Researchers should expect temporary delays in WVU and WVU Research Corp.’s ability to submit proposals to the National Science Foundation, process NSF grants and other appropriations, and perform any NSF-related central office administrative functions.
Following a security incident involving a compromised WVU account, the University is working closely with NSF to address the agency’s concerns and to ensure system access is restored as soon as possible.
NSF has assured the University that faculty won’t be penalized for any delays; however, there is not an estimated time frame for when this will be resolved.
This delay should not discourage prospective principal investigators from submitting NSF proposals through WVU+kc. The Pre-Award staff will need to work with PIs to review the proposals using alternative measures so that when access is restored to the central office, proposals can be submitted without any further delay.

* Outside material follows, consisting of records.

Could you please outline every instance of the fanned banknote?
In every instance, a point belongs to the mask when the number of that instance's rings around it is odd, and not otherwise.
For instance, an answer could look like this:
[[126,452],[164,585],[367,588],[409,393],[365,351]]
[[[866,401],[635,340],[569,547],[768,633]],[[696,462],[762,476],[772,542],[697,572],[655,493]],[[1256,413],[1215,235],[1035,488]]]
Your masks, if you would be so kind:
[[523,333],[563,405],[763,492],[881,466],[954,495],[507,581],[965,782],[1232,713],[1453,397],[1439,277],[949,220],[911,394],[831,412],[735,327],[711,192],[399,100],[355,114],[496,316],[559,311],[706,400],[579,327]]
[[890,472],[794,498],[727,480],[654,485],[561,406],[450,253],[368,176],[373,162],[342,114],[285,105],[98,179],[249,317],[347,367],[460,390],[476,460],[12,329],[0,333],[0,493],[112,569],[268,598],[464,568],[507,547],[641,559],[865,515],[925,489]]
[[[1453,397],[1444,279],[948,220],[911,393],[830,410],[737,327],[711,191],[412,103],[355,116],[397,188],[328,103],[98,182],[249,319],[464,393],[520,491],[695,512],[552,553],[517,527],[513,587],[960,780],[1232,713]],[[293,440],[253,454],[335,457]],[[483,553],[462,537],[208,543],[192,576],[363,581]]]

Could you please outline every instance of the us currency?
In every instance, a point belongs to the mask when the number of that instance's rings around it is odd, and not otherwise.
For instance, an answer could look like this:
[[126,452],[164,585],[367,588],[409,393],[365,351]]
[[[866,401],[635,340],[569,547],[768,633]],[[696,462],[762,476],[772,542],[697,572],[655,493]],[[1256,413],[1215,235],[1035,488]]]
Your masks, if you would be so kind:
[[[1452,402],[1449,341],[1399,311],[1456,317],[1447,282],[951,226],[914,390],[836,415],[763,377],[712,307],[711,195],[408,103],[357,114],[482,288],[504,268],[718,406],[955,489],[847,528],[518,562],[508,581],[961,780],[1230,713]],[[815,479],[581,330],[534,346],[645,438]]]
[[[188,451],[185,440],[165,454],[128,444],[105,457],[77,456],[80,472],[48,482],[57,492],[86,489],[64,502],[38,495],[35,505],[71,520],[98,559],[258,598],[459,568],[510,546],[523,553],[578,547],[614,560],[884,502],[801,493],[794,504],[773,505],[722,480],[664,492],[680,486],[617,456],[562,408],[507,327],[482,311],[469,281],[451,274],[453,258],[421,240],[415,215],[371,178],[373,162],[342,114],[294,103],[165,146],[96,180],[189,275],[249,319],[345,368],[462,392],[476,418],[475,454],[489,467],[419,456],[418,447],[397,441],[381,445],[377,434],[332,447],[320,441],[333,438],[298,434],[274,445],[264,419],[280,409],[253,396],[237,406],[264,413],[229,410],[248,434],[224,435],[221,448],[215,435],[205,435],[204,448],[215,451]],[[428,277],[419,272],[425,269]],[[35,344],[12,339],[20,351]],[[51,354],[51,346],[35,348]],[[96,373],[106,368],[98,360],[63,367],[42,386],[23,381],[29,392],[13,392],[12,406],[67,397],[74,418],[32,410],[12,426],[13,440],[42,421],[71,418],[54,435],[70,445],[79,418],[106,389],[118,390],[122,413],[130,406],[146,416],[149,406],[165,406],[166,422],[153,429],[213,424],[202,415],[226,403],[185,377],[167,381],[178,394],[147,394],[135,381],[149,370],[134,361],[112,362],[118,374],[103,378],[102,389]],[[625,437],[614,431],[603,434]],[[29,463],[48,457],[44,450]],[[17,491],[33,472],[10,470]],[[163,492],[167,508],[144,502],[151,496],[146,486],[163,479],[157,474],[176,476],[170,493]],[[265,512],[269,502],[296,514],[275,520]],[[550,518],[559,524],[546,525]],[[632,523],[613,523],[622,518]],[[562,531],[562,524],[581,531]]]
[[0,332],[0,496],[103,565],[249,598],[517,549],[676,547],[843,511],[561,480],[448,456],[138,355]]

NSF reports it is seeing an uptick in bad actors stealing credentials and impersonating university employees. If a cybercriminal gains access to your WVU Login account, they can change your password, lock you out, add devices to your account, log into various systems and services, spam or phish others from your account, compromise data and cause other disruptions.
Cyber criminals often specifically target employees with access to sensitive data, the authority to transfer money, administrative access to mission-critical systems or the ability to perform central office administrative functions. These employees need to be especially vigilant in protecting their WVU accounts and University data.
Universities are attractive targets to cyber criminals who employ sophisticated scams that try to trick faculty, staff and students into giving up WVU Login credentials. Although WVU has many measures in place to Defend Your Data, faculty, staff and students share the responsibility to help keep University information secure. All employees should follow these tips from Information Technology Services:
Know the signs of phishing. Attackers often send emails that appear to be from campus leaders, supervisors or students asking you to click a link to open a document or join a meeting or group unexpectedly. Validate unusual and unexpected requests with a message or a phone call to the supposed sender using a number you already know or one you look up in the WVU Directory. If you accidentally click a link and provide your credentials, change your WVU Login password immediately.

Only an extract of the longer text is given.